Justice Department Charges North Korean Over Sony Hack

The Justice Department unveiled charges Thursday against a North Korean for the 2014 hack of Sony Pictures over its planned release of the film “The Interview.”

(CN) — The Justice Department unveiled charges Thursday against a North Korean for the 2014 hack of Sony Pictures over its planned release of the film “The Interview.”

Announcing the case at a press conference this morning in Los Angeles, the government charged Pyongyang operative Park Jin Hyok with conspiracy to commit wire fraud and another count of computer-intrusion conspiracy.

Though only unsealed today, the 179-page criminal complaint against Park is dated June 8.

Park is allegedly connected with the Lazarus Group, which has been credited for a number of cyberattacks within the last decade.

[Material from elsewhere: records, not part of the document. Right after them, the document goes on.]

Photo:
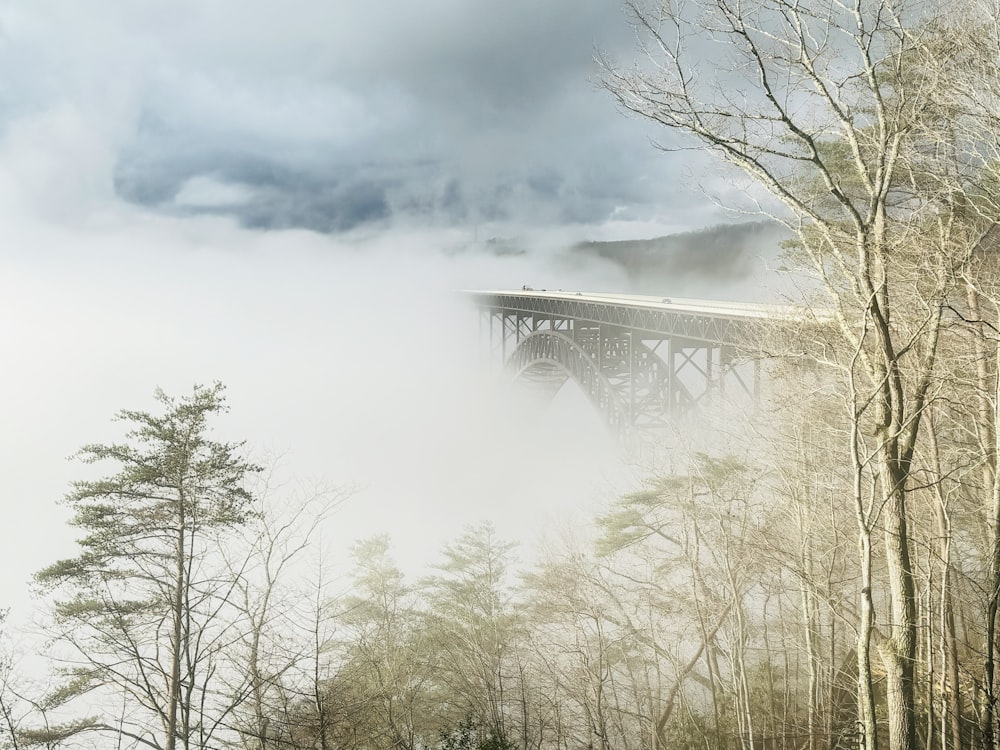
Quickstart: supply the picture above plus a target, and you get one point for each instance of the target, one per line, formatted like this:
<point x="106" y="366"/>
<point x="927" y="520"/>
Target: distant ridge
<point x="727" y="252"/>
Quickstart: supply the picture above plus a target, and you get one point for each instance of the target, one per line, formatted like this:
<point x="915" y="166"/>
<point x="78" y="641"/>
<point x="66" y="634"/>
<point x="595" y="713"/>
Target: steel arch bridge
<point x="642" y="361"/>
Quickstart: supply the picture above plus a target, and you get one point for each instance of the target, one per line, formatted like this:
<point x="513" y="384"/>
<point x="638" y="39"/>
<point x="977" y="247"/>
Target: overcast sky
<point x="285" y="197"/>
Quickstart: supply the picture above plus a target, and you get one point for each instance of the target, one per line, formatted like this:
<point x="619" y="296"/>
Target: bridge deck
<point x="655" y="317"/>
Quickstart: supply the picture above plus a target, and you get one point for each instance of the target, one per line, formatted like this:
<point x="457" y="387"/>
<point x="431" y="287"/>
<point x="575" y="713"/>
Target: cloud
<point x="341" y="115"/>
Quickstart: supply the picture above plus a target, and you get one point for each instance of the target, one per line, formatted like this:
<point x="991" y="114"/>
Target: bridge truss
<point x="642" y="361"/>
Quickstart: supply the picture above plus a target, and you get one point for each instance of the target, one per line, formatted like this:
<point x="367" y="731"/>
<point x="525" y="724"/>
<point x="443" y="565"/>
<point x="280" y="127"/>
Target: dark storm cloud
<point x="447" y="112"/>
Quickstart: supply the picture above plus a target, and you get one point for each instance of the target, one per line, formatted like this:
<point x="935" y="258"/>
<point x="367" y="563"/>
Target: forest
<point x="827" y="576"/>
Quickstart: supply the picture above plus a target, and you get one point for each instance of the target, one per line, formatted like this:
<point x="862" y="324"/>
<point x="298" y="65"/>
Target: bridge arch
<point x="553" y="357"/>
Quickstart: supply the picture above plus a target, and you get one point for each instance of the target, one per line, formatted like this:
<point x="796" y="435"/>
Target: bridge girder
<point x="641" y="368"/>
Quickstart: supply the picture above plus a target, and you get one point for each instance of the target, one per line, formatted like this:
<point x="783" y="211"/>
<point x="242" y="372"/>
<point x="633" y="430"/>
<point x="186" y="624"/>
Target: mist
<point x="186" y="197"/>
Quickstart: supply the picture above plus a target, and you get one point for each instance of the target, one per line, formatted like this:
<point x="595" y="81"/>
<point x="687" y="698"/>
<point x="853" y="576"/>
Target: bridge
<point x="642" y="361"/>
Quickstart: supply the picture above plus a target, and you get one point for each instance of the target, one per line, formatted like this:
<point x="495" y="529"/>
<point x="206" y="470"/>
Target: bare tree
<point x="842" y="112"/>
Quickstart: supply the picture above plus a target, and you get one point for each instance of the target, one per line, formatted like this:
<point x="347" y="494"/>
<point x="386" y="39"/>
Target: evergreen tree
<point x="141" y="608"/>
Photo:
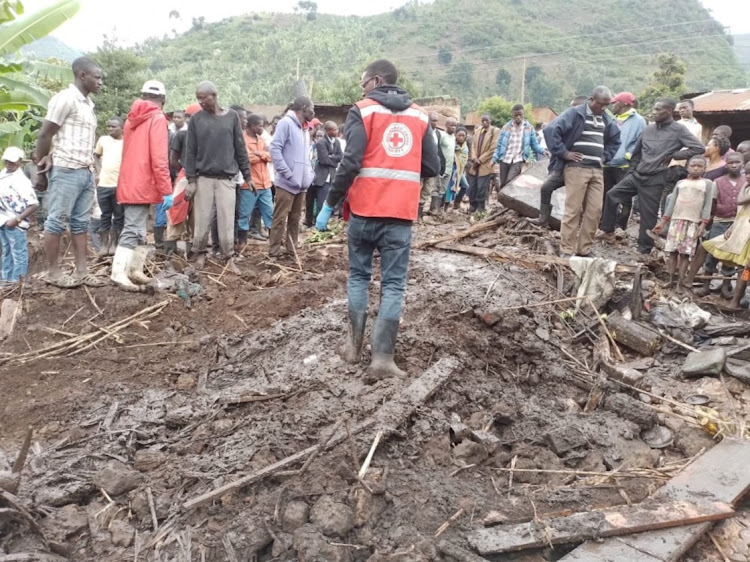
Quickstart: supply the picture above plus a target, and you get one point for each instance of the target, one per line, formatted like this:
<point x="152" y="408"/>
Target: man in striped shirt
<point x="583" y="139"/>
<point x="71" y="124"/>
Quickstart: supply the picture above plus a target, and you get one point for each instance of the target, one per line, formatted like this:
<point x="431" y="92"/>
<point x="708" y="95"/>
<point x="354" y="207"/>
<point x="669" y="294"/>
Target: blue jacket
<point x="290" y="153"/>
<point x="630" y="131"/>
<point x="567" y="128"/>
<point x="530" y="142"/>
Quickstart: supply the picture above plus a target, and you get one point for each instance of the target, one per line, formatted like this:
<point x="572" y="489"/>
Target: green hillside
<point x="470" y="49"/>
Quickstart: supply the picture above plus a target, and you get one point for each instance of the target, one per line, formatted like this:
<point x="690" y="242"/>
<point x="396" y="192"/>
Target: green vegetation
<point x="26" y="85"/>
<point x="472" y="49"/>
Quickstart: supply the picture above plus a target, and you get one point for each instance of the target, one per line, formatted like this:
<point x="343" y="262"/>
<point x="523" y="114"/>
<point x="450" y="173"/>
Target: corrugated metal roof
<point x="723" y="100"/>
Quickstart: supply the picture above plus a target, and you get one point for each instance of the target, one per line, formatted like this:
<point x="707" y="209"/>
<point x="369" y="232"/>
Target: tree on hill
<point x="124" y="74"/>
<point x="500" y="110"/>
<point x="668" y="82"/>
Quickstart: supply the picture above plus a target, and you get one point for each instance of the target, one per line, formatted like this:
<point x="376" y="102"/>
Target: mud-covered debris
<point x="117" y="479"/>
<point x="631" y="409"/>
<point x="332" y="518"/>
<point x="122" y="533"/>
<point x="312" y="546"/>
<point x="700" y="363"/>
<point x="149" y="459"/>
<point x="296" y="514"/>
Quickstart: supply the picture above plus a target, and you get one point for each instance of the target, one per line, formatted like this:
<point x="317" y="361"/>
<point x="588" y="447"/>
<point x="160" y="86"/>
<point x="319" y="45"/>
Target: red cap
<point x="193" y="108"/>
<point x="625" y="97"/>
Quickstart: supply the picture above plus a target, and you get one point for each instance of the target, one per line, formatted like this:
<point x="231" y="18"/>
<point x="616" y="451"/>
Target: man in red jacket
<point x="144" y="181"/>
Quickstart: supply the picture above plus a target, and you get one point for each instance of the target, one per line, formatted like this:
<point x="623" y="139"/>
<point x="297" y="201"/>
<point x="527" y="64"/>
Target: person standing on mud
<point x="144" y="181"/>
<point x="389" y="147"/>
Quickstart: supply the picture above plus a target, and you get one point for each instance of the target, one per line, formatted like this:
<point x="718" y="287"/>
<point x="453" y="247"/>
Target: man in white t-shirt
<point x="108" y="155"/>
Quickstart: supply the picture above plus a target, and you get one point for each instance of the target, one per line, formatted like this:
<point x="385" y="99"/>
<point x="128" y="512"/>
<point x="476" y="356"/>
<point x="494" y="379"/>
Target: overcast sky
<point x="135" y="20"/>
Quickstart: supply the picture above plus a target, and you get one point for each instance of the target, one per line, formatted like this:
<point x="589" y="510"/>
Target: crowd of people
<point x="219" y="174"/>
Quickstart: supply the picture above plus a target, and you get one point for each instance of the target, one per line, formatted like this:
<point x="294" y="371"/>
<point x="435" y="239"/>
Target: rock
<point x="631" y="409"/>
<point x="311" y="546"/>
<point x="117" y="479"/>
<point x="470" y="452"/>
<point x="565" y="438"/>
<point x="704" y="362"/>
<point x="147" y="459"/>
<point x="186" y="382"/>
<point x="296" y="514"/>
<point x="122" y="533"/>
<point x="332" y="518"/>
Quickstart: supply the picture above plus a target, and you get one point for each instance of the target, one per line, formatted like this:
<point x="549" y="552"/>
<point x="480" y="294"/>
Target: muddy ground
<point x="195" y="398"/>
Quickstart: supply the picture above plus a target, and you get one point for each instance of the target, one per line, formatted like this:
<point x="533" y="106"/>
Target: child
<point x="688" y="212"/>
<point x="17" y="203"/>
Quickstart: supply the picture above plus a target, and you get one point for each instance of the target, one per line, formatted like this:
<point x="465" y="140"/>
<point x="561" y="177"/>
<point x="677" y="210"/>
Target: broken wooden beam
<point x="633" y="335"/>
<point x="526" y="260"/>
<point x="720" y="473"/>
<point x="387" y="419"/>
<point x="609" y="522"/>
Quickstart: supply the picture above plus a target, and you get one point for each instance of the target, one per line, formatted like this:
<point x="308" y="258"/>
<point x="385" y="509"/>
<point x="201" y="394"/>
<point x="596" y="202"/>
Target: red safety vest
<point x="388" y="183"/>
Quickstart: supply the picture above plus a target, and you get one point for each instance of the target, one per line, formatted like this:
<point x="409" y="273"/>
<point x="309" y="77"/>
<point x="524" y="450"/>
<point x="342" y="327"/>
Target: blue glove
<point x="321" y="223"/>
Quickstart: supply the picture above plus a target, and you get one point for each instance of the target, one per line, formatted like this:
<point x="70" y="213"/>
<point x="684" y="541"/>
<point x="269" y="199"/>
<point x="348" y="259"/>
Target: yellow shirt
<point x="110" y="151"/>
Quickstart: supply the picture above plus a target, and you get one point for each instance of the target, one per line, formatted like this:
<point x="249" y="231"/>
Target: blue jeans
<point x="248" y="202"/>
<point x="15" y="253"/>
<point x="71" y="200"/>
<point x="160" y="216"/>
<point x="393" y="241"/>
<point x="717" y="229"/>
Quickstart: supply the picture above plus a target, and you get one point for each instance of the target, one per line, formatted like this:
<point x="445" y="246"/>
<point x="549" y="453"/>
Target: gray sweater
<point x="660" y="143"/>
<point x="216" y="147"/>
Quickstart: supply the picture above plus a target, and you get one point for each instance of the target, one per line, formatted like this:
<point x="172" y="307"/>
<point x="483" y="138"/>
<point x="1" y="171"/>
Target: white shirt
<point x="73" y="145"/>
<point x="16" y="195"/>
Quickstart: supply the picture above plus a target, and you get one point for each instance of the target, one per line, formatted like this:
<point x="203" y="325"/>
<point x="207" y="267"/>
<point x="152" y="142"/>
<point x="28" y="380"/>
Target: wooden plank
<point x="720" y="473"/>
<point x="609" y="522"/>
<point x="387" y="419"/>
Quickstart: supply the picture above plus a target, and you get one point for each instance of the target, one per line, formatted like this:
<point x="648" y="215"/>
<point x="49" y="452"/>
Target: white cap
<point x="13" y="154"/>
<point x="154" y="87"/>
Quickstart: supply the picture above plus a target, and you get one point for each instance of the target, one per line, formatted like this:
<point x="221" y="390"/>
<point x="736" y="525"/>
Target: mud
<point x="124" y="435"/>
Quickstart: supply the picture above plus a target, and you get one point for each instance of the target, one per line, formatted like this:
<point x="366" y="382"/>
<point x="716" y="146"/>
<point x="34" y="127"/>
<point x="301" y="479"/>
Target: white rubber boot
<point x="136" y="264"/>
<point x="120" y="264"/>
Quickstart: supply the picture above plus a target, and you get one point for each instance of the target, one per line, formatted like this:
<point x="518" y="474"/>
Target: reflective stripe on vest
<point x="388" y="183"/>
<point x="388" y="174"/>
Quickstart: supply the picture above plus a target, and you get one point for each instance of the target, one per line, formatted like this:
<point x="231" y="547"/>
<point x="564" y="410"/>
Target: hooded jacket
<point x="395" y="99"/>
<point x="290" y="154"/>
<point x="144" y="173"/>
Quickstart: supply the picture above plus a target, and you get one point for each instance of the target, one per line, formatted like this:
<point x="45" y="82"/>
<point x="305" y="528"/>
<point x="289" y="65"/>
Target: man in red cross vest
<point x="389" y="148"/>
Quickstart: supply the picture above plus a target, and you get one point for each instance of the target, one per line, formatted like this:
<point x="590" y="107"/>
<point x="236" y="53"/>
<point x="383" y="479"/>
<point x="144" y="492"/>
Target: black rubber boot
<point x="436" y="204"/>
<point x="384" y="336"/>
<point x="159" y="237"/>
<point x="351" y="351"/>
<point x="545" y="211"/>
<point x="170" y="247"/>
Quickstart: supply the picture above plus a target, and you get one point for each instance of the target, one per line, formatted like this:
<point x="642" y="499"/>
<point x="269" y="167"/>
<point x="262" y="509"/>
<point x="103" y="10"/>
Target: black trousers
<point x="553" y="182"/>
<point x="613" y="176"/>
<point x="509" y="172"/>
<point x="649" y="190"/>
<point x="113" y="215"/>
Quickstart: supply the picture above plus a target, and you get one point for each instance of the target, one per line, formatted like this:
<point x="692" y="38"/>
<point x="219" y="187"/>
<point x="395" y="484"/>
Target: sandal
<point x="65" y="282"/>
<point x="91" y="281"/>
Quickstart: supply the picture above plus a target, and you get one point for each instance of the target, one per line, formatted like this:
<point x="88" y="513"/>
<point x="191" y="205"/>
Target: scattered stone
<point x="186" y="382"/>
<point x="117" y="479"/>
<point x="704" y="362"/>
<point x="122" y="533"/>
<point x="631" y="409"/>
<point x="296" y="514"/>
<point x="147" y="459"/>
<point x="312" y="546"/>
<point x="332" y="518"/>
<point x="565" y="439"/>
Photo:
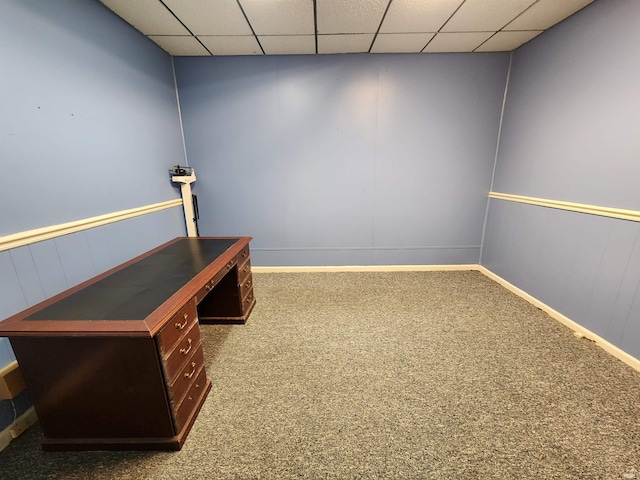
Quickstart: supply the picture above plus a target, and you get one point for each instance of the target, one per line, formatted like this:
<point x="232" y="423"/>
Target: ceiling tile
<point x="204" y="17"/>
<point x="150" y="17"/>
<point x="355" y="43"/>
<point x="231" y="45"/>
<point x="180" y="45"/>
<point x="506" y="41"/>
<point x="546" y="13"/>
<point x="457" y="42"/>
<point x="485" y="15"/>
<point x="417" y="15"/>
<point x="288" y="44"/>
<point x="401" y="42"/>
<point x="280" y="17"/>
<point x="354" y="16"/>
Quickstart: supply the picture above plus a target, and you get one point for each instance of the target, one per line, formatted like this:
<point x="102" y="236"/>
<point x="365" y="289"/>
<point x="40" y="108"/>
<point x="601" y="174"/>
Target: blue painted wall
<point x="570" y="133"/>
<point x="88" y="126"/>
<point x="89" y="120"/>
<point x="352" y="159"/>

These include the theft of $81 million from the Bangladesh Bank -- part of an attempt in 2016 to steal $1 billion -- and the 2015 thefts of $12 million and $1 million, respectively, from the Banco del Austro in Ecuador and the Tien Phong Bank in Vietnam.

Prosecutors say Park hacked Sony in 2014 on behalf of North Korea’s Reconnaissance General Bureau, which controls most of the country’s cyber capabilities. The 2014 film studio hack is believed to have emanated from a pressure campaign by North Korea to have Sony cancel its planned release of “The Interview.”

The comedy starring James Franco, Seth Rogen and Randall Park depicts a satirical assassination of North Korea’s leader Kim Jong-Un. Though the film was something of a box office dud, it pulled in more than $40 million on demand.

“These were not just attacks against computers,” First Assistant U.S. Attorney Tracy Wilkison said at the press conference in downtown Los Angeles. “These were attacks against freedom of speech.”

Park's prosecution marks the first time the Justice Department has brought criminal charges against a hacker said to be from North Korea, but the U.S. government previously blamed the country for the 2014 Sony hack.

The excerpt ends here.